Quote of the Week

It’s always encouraging to read about people whose conversion story draws them away from the lunatic fringe. Such is the case with George Monbiot, a columnist with London’s Guardian newspaper who wrote this week that he’s seen the light. Monbiot has officially renounced his past incitement to mass veganism in the service of environmental responsibility.

After reading Simon Fairlie’s book Meat: A Benign Extravagance, Monbiot came to believe that we can still effectively reform our livestock and meat-processing systems without a meatless revolution:

In the Guardian in 2002 I discussed the sharp rise in the number of the world's livestock, and the connection between their consumption of grain and human malnutrition. After reviewing the figures, I concluded that veganism "is the only ethical response to what is arguably the world's most urgent social justice issue" … I no longer believe that the only ethical response is to stop eating meat …
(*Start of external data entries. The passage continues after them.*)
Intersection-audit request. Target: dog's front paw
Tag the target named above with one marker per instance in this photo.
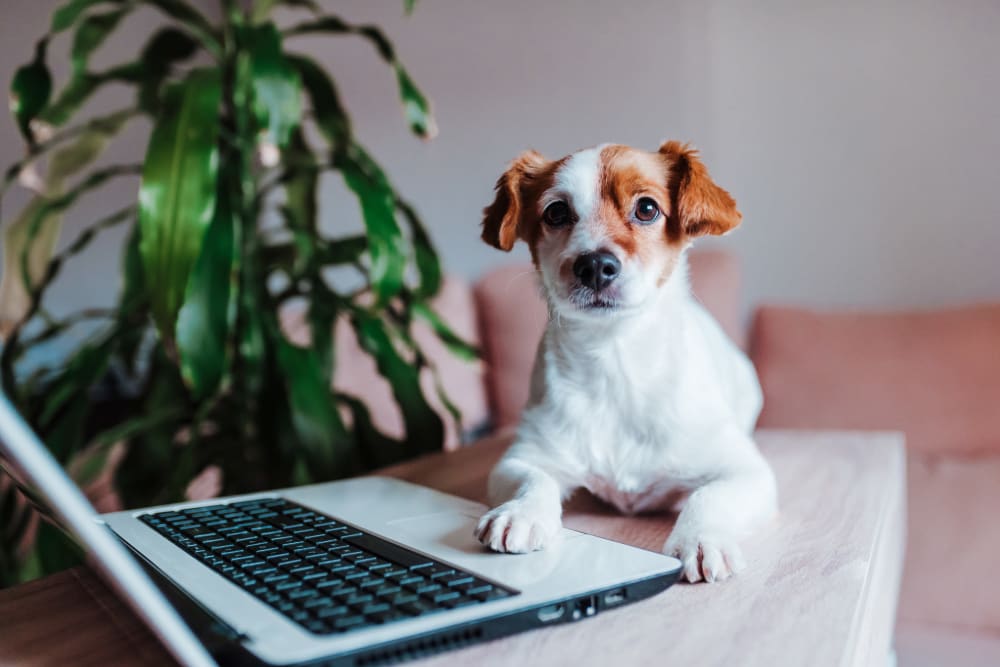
(705, 556)
(516, 527)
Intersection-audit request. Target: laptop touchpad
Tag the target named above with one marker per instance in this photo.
(449, 536)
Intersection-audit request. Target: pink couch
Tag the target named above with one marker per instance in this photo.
(934, 375)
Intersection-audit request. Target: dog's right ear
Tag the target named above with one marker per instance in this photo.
(502, 218)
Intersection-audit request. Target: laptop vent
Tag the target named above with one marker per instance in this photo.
(420, 648)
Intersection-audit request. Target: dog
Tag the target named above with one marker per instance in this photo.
(637, 394)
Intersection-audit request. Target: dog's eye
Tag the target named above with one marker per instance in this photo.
(646, 210)
(556, 214)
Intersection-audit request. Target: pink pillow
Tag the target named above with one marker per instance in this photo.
(934, 375)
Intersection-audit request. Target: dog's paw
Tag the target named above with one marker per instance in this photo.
(516, 527)
(704, 556)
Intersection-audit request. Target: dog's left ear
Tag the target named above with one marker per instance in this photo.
(700, 206)
(502, 219)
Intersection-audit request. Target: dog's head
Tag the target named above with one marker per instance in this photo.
(607, 225)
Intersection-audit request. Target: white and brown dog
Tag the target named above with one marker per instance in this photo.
(637, 394)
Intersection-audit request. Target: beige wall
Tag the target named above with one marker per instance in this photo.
(860, 138)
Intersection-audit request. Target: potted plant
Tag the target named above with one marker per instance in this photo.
(193, 365)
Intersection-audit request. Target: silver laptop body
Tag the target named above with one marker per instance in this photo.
(580, 576)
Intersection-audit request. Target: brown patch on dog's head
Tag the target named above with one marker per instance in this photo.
(628, 174)
(700, 206)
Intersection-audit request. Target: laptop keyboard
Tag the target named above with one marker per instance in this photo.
(326, 575)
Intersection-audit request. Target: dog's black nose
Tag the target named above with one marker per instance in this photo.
(597, 270)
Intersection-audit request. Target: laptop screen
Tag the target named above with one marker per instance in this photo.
(29, 465)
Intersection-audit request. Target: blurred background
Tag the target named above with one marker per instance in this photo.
(859, 138)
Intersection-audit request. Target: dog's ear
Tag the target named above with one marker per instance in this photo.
(502, 218)
(699, 205)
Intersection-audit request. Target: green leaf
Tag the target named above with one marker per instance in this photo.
(314, 415)
(203, 321)
(38, 225)
(192, 19)
(262, 8)
(166, 48)
(428, 264)
(152, 453)
(330, 115)
(56, 551)
(415, 105)
(276, 86)
(91, 33)
(69, 13)
(301, 182)
(177, 196)
(30, 91)
(82, 86)
(424, 428)
(386, 246)
(458, 347)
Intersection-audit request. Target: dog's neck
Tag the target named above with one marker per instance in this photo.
(652, 322)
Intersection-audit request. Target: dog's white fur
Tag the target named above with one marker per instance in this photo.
(648, 407)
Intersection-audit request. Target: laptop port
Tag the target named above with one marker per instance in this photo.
(611, 598)
(584, 607)
(551, 613)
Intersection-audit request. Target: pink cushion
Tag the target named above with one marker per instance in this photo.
(357, 375)
(953, 543)
(933, 375)
(512, 317)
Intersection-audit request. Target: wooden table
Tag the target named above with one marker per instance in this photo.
(820, 589)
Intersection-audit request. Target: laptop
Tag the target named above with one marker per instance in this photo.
(367, 571)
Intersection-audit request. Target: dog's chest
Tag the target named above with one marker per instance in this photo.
(620, 413)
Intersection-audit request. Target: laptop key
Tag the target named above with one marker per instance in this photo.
(330, 612)
(417, 607)
(446, 596)
(374, 608)
(319, 572)
(346, 622)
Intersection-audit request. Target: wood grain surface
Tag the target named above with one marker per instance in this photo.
(820, 589)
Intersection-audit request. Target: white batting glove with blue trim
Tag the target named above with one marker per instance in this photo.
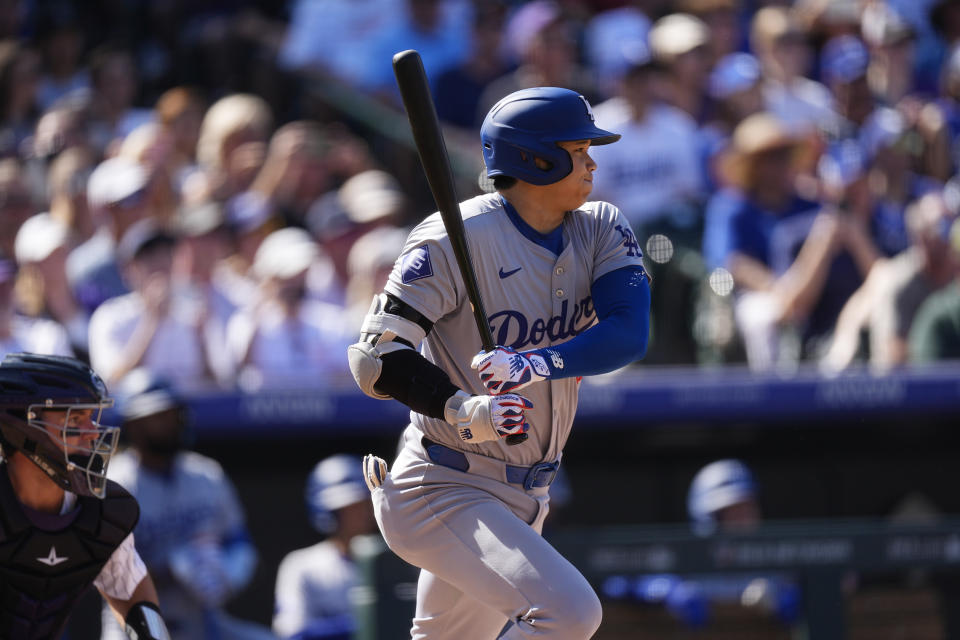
(504, 370)
(487, 418)
(374, 471)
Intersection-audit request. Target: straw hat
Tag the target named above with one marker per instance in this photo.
(757, 134)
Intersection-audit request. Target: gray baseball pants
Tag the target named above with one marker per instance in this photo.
(483, 561)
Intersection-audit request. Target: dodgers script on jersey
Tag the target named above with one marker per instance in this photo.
(533, 299)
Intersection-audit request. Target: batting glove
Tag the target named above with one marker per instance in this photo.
(504, 370)
(487, 418)
(374, 471)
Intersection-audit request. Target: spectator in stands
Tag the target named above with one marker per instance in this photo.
(64, 126)
(250, 219)
(19, 74)
(540, 38)
(113, 76)
(191, 534)
(150, 327)
(286, 339)
(891, 41)
(679, 42)
(23, 334)
(61, 40)
(232, 145)
(333, 37)
(117, 198)
(16, 203)
(294, 175)
(180, 113)
(887, 303)
(657, 175)
(734, 87)
(369, 264)
(459, 90)
(202, 242)
(889, 149)
(41, 251)
(314, 585)
(844, 62)
(784, 54)
(935, 334)
(779, 247)
(367, 200)
(67, 191)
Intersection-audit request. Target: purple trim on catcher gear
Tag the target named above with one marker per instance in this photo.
(416, 265)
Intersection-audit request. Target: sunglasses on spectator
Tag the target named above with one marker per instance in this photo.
(77, 183)
(14, 200)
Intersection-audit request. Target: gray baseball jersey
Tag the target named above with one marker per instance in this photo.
(533, 299)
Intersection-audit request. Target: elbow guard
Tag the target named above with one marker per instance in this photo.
(385, 363)
(394, 370)
(143, 622)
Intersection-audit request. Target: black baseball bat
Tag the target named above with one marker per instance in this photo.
(422, 114)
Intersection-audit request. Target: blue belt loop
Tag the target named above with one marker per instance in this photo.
(539, 475)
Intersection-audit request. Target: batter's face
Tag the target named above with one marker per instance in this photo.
(571, 192)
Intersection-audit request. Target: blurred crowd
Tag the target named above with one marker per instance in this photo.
(206, 190)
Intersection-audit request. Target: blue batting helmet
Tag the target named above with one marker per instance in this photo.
(336, 482)
(529, 123)
(718, 485)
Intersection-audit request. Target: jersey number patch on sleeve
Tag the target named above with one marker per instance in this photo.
(416, 265)
(629, 241)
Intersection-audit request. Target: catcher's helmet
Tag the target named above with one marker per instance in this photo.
(718, 485)
(529, 123)
(31, 384)
(336, 482)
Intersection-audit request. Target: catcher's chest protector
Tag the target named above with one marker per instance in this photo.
(46, 561)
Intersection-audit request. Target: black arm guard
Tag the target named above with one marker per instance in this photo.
(416, 382)
(144, 623)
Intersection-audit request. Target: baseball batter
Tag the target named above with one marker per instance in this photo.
(566, 294)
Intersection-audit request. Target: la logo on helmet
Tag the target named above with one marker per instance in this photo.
(589, 108)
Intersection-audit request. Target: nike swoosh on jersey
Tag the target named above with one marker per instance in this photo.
(52, 559)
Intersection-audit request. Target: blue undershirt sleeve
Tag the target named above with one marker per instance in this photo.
(622, 302)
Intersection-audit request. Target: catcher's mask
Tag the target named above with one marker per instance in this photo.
(50, 408)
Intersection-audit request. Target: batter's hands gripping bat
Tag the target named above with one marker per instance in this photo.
(412, 80)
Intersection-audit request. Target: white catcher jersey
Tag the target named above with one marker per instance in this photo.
(532, 297)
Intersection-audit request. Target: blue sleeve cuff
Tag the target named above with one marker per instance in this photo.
(622, 302)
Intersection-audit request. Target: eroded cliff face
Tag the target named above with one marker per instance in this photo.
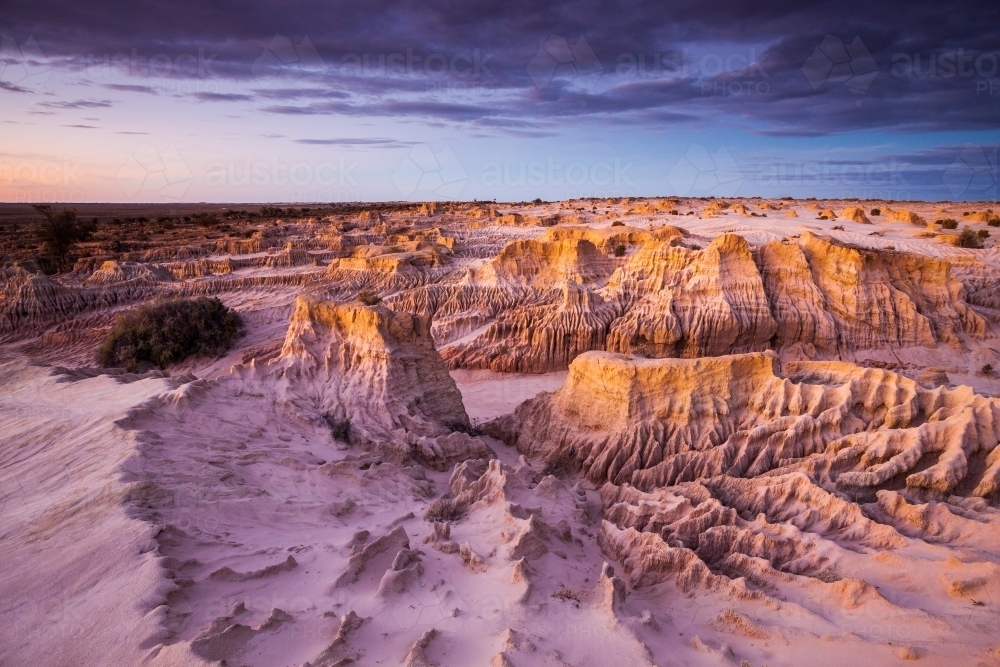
(733, 476)
(661, 298)
(653, 423)
(755, 455)
(376, 373)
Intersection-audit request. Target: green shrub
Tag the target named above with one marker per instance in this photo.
(368, 297)
(161, 334)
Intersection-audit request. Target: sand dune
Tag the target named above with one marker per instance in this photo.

Like many greens I have thoughtlessly repeated the claim that it requires 100,000 litres of water to produce every kilogram of beef. Fairlie shows that this figure is wrong by around three orders of magnitude. It arose from the absurd assumption that every drop of water that falls on a pasture disappears into the animals that graze it, never to re-emerge …
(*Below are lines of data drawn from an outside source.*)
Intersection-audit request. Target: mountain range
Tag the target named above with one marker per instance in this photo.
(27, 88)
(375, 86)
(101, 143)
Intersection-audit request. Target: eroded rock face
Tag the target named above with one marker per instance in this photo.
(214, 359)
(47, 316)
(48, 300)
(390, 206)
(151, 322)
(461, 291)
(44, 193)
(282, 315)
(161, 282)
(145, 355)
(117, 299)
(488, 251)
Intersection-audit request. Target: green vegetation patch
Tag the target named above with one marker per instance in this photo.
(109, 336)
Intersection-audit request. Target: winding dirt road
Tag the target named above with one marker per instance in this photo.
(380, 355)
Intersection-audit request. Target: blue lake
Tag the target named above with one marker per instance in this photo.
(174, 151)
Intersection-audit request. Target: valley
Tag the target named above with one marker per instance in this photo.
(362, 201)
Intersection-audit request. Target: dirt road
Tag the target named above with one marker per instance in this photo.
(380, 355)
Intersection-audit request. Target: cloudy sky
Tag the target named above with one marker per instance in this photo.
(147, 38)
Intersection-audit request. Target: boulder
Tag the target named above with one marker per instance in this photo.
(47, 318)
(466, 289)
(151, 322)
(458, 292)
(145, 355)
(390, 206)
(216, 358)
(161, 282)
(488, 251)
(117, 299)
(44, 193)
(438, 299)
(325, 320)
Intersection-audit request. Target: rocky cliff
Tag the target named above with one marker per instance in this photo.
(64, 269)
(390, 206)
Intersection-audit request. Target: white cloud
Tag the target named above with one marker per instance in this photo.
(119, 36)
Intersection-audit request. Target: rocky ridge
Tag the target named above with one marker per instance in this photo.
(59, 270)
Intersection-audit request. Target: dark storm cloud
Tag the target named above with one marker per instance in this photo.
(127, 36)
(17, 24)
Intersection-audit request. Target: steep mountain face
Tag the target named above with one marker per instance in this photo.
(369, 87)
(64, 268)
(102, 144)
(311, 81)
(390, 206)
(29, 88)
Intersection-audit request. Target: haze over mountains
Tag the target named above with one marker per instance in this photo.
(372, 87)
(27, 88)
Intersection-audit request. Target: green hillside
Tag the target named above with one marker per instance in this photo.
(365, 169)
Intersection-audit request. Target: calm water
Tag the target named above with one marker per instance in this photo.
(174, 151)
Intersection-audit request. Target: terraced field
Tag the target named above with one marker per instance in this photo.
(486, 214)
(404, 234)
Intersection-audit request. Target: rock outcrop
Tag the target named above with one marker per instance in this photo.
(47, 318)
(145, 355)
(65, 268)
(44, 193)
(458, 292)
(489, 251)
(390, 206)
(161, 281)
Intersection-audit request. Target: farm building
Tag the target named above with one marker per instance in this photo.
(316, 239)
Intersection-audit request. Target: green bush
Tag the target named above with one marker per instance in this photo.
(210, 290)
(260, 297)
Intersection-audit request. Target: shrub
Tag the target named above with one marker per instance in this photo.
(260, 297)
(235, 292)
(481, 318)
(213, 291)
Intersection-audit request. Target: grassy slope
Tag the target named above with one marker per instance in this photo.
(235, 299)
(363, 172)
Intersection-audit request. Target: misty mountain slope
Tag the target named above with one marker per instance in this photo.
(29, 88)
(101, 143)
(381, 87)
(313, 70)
Similarly daft assumptions underlie the UN Food and Agriculture Organisation's famous claim that livestock are responsible for 18% of the world's greenhouse gas emissions, a higher proportion than transport. Fairlie shows that it made a number of basic mistakes. It attributes all deforestation that culminates in cattle ranching in the Amazon to cattle: in reality it is mostly driven by land speculation and logging.

We may differ with Monbiot on many things, but his food for thought is a step in the right direction—away from vegan Puritanism and towards an open-minded view of the modern animal farm.

In essence, Monbiot is making a productive move from “we can’t” towards a discussion of “how can we?” We continue to hope that the radical meatless Utopians at PETA and the Humane Society of the United States adopt a similarly enlightened attitude one day.